Friday 9 December 2011

If a victory, then only a pyrrhic one

So David Cameron got his victory and so did the Eurosceptics in his party. While they are undoubtedly busy celebrating, Labour only managed some pipsqueaks from the sidelines. And the Liberal Democrats are practicing public loyalty to their coalition partner by exercising a stony silence on Europe. 
But this is a serious issue and we should not leave it to the Eurosceptics. If you believe the UK papers, the Euro is bagged and tagged. Yet, they are wrong. The Euro will survive because the political spirit that sustains it, European solidarity, cannot and will not go away. 
As the Eurozone countries are struggling to find the right mechanism to address the economic imbalances between them, the spectre of a Euro breakup was raising its ugly head, but it was never a plausible scenario for anyone who knows what Europe feels like on the continent. That is something many Brits forget. Europe is a feeling as much as it is a political project. And there is no politician in the Eurozone who can ultimately wrest herself free from the main thrust of the European spirit: mutual solidarity and closer integration. 
To maintain that the Euro would survive was a questionable account as long as the economic crisis made it difficult for Merkel and others to dish out enormous sums to countries like Greece, Italy, Ireland and Spain. But pay they will. And that is why the gradual but steady distancing of Britain from the European integration project amounts to nothing less than the biggest foreign policy mistake of the last decades.

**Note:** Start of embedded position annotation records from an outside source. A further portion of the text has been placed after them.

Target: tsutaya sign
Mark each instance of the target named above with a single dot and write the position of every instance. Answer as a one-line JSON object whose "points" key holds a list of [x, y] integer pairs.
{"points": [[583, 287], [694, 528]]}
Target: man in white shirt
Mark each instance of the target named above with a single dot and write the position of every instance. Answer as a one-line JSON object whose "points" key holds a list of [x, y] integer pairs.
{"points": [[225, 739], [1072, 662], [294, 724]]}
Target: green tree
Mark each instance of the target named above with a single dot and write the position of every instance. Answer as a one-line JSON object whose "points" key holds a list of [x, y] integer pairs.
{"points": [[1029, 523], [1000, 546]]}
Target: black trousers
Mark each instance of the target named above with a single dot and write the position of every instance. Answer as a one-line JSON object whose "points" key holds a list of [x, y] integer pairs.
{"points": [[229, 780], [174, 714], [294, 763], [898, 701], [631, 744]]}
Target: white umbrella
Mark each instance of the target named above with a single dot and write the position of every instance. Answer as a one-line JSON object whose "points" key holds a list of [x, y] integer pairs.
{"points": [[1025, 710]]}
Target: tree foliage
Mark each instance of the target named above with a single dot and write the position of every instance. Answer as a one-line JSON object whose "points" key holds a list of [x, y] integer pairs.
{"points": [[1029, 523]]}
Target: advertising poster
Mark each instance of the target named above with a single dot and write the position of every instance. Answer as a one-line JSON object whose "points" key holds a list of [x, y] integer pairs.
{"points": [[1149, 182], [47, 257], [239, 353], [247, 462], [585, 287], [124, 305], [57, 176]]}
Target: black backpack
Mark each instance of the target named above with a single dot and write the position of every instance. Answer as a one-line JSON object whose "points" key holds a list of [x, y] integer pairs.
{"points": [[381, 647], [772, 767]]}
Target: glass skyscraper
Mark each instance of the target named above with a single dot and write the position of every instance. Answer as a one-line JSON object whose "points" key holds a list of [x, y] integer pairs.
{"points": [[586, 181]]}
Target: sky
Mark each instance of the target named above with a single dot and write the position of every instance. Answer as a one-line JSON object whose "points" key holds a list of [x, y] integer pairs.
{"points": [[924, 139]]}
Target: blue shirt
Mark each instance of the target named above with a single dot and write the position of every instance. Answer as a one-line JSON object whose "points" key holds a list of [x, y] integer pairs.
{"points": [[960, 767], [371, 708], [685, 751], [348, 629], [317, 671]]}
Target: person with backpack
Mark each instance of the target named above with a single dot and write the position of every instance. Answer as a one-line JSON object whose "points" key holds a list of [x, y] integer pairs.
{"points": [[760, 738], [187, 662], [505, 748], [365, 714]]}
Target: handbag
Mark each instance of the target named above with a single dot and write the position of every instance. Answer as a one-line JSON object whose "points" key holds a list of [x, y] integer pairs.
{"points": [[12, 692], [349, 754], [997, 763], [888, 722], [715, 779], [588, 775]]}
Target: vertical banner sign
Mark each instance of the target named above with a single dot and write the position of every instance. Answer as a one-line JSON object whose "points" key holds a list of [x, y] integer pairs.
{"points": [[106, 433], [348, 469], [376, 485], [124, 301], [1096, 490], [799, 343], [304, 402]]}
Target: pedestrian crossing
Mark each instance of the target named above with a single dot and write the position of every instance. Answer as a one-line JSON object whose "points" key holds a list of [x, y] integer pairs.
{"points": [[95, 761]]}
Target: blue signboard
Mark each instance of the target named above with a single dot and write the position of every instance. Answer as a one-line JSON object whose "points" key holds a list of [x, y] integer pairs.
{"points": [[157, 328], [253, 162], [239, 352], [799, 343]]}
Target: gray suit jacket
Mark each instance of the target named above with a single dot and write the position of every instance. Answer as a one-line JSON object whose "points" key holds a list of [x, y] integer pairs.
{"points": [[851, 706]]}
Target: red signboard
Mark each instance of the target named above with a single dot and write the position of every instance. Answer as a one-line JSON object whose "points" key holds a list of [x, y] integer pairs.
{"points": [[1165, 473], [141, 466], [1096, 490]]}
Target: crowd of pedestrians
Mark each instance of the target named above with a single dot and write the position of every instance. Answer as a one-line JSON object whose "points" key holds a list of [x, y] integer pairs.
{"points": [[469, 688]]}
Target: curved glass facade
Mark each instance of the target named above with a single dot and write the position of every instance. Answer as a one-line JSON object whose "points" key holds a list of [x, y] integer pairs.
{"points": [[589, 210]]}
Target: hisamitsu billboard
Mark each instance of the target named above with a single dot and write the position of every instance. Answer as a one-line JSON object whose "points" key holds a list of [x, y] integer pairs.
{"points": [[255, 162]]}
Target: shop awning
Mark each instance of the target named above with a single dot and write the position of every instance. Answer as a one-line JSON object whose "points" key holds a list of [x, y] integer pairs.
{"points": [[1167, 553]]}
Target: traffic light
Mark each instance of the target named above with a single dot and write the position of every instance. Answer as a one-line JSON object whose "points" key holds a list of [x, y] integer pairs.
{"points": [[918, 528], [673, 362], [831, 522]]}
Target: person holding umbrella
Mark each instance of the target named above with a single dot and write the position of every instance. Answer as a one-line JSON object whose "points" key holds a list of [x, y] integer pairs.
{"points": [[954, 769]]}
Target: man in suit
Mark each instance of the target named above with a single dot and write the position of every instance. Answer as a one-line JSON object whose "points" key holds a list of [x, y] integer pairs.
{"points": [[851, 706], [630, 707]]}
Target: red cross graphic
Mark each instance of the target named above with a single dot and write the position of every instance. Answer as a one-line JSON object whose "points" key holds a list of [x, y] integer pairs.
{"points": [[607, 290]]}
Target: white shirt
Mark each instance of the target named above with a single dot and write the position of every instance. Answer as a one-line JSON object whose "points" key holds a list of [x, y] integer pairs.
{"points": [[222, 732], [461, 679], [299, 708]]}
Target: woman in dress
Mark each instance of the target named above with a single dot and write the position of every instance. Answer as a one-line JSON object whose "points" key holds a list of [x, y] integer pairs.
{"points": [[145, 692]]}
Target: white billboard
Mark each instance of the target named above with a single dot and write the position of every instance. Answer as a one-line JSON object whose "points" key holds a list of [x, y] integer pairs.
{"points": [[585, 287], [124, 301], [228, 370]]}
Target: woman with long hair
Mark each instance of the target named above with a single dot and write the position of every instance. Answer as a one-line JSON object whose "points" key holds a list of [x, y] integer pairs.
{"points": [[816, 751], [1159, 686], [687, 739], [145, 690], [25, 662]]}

As Europe finds a solution to the Eurocrisis and embarks on closer integration, it will strive to reform and strengthen substantially the European institutions that can deliver fiscal oversight, the European Commission and the European Parliament. 

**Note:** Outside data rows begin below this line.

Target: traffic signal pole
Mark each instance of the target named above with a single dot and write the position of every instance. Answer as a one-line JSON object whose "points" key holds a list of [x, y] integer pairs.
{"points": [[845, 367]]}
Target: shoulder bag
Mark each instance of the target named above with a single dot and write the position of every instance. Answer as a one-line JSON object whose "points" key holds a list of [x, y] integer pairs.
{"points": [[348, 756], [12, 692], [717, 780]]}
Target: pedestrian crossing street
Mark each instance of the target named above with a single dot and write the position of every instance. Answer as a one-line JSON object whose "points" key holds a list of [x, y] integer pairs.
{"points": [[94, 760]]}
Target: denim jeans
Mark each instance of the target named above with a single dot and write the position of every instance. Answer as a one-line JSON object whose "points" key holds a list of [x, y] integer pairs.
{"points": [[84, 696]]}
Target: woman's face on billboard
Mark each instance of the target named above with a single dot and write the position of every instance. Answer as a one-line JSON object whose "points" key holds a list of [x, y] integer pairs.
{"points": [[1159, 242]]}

The result will be that Britain will fail to have a seat at the table to influence the direction of future European integration. Thatcher’s legacy, to nail the Tory colours to the mast of a trading and tariff zone, will come to haunt Cameron. Europe will go the other way, towards fuller integration and Cameron will be hostage to the veto he so courageously wielded yesterday. The uncertainty of Britain’s position in the emerging Europe of the future will mean that business and the people of Britain will suffer in the long run. Cameron may celebrate today, but his victory will turn out to be a pyrrhic one.